Frankreich und elektronische Musik, das sollte spätestens seit Air und diversen French House-Geschichten den meisten klar sein, sind wie für einander geschaffen. Das französische Verständnis für Pop trifft auf vielseitige und eindringliche Beats, die auch schon mal einen Umweg nehmen dürfen. Dafür steht auch Sebastien Devaud alias Agoria, der schon Anfang der Neunziger anfing, Platten aufzulegen und sich von seiner Heimat Lyon in die angesagten Clubs Paris zu spielen.
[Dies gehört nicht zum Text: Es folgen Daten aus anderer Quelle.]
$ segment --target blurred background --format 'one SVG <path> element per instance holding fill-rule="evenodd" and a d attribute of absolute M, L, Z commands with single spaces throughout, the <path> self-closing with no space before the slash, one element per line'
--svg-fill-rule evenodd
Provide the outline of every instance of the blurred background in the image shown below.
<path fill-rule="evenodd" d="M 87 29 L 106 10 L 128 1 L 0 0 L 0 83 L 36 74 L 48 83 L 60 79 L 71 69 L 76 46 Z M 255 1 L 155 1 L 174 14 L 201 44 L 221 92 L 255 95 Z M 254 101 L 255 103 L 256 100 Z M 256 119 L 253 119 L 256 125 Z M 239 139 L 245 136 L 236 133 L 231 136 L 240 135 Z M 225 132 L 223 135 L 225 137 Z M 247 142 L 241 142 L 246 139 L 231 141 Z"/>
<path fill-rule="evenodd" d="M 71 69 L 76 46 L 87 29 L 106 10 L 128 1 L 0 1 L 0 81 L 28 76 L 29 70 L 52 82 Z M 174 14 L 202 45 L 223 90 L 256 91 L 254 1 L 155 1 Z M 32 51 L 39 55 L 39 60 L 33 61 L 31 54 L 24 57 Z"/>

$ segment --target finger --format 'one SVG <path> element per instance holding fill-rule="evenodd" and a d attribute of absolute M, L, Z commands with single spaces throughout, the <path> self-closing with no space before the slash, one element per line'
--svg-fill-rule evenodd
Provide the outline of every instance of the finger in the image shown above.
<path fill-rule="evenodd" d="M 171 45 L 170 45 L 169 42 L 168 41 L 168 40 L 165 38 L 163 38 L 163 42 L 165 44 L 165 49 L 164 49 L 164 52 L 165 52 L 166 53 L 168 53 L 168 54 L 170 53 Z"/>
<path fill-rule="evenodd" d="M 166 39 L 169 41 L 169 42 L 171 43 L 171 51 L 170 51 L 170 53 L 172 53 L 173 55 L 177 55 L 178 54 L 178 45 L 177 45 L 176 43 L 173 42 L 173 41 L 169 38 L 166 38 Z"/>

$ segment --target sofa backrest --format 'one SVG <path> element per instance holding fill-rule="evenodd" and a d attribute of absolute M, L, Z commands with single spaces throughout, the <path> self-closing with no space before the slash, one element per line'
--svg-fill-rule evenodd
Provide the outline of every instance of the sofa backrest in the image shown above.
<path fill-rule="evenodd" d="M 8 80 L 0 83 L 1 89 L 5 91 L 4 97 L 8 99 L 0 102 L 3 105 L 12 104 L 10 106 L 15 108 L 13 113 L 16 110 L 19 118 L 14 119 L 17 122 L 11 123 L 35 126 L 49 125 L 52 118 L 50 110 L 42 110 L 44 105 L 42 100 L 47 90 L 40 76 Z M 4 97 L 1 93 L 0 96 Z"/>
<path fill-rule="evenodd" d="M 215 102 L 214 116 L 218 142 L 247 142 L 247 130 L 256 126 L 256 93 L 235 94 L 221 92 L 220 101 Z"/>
Eigene Tracks sind vorerst rar gesät, während die wenigen auch noch in der Masse der Singles-Veröffentlichungen im Genre untergehen.

Als erster DJ wird Devaud 2000 die Unterstützung von FAIR, einem französischen Projekt zur Unterstützung von Musikernachwuchs, zuteil und zwei Jahre später ist er dann da: Der Plattenvertrag mit Different/Pias. Für sein Debütalbum „Blossom“ schaut Tricky als Gastsänger vorbei und nicht nur aufgrund dieses formidablen Namens der Downbeat/Trip Hop-Szenerie wird das Album zu einem Selbstgänger. Agorias Mischung aus clubkompatiblen House-Tracks, melancholischem Pop und vertrackter Electronica macht nun auch das Folgewerk „The Green Armchair“ aus und wird, übrigens mit Gesangsbeiträgen von Neneh Cherry und Peter Murphy (Bauhaus) ausgestattet, zu einer fast einstündigen Reise durch überaus hochwertige Electro-Landschaften.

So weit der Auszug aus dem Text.